I brief you today after what has been another tumultuous and deadly month in the Middle East. Steadily increasing tensions and swelling violence have continued to affect the region.
The conflict between Israel and the Palestinians continues to threaten further escalation. As we warned this Council last month, if this occurs it may have highly damaging, and potentially irreversible, consequences for both parties and for the two-state solution.
The Palestinians are facing acute fiscal challenges that must be urgently addressed. On 4 February, the Israeli Government announced that, for a second month, it would withhold the transfer of the tax revenues it collects on behalf of the Palestinian Authority in retaliation for the Palestinian accession to the International Criminal Court. This brings the total withheld to over 200 million US dollars. As a stop gap measure, the Palestinian Authority has since borrowed funds from private banks to pay a portion of the salaries of its civil servants; this approach is neither sufficient nor sustainable.
As reported by the International Monetary Fund on 29 January, Palestinian economic activity contracted in 2014 for the first time since 2006. Paralyzing the Palestinian Authority from conducting essential Government business – including functions related to health services and law and order – is in no one’s interest. Israel’s action is a violation of its obligations under the Paris Protocol of the Oslo Accords and we, again, call for an immediate reversal of this decision.
The Secretary-General reiterates his call to both sides to refrain from taking unilateral steps or actions that may further aggravate the current divisions.
Against a backdrop of growing disillusionment with the prospects for a return to dialogue, the Middle East Quartet met at the Principals’ level on 8 February in Munich to examine ways to reverse the current negative trend.
The Quartet prioritized the urgent resumption of negotiations and a strengthening of its engagement to prepare for a revival of the peace process, including through regular and direct outreach to the Arab states. It also called for the acceleration of reconstruction in Gaza.
This engagement is an important and timely development and should be supported. But we must be clear: absent concrete actions and a clear unity of purpose from the international community, the Quartet will not be able to play an effective role.
Even more imperative, however, is the need to obtain a firm commitment from Israelis and Palestinians alike to put aside their deeply entrenched mistrust and demonstrate the courage and leadership that is required at this time.
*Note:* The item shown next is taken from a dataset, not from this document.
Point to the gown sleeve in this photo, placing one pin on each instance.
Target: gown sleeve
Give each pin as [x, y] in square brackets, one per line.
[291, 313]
Turning to Gaza, the Secretary-General continues to be very concerned about the fragile security situation, the volatile political dynamics and the persistently slow pace of reconstruction.
In a clear indication of mounting tensions on the ground, and the corresponding risks to UN personnel and operations in Gaza, violent demonstrators forced their way into UNSCO’s office in Gaza on 28 January, in protest of UNRWA’s suspension of its cash assistance programme, which supports repairs and provides rental subsidies to refugee families. While, fortunately, no one was injured in the incident, the Special Coordinator temporarily withdrew UN monitors in light of this unacceptable incident until assurances were received that such attacks would not be repeated. Pending the much-needed full transfer of security responsibilities to the Palestinian Authority, we continue to hold Hamas fully responsible for the security and safety of all United Nations personnel and operations in Gaza.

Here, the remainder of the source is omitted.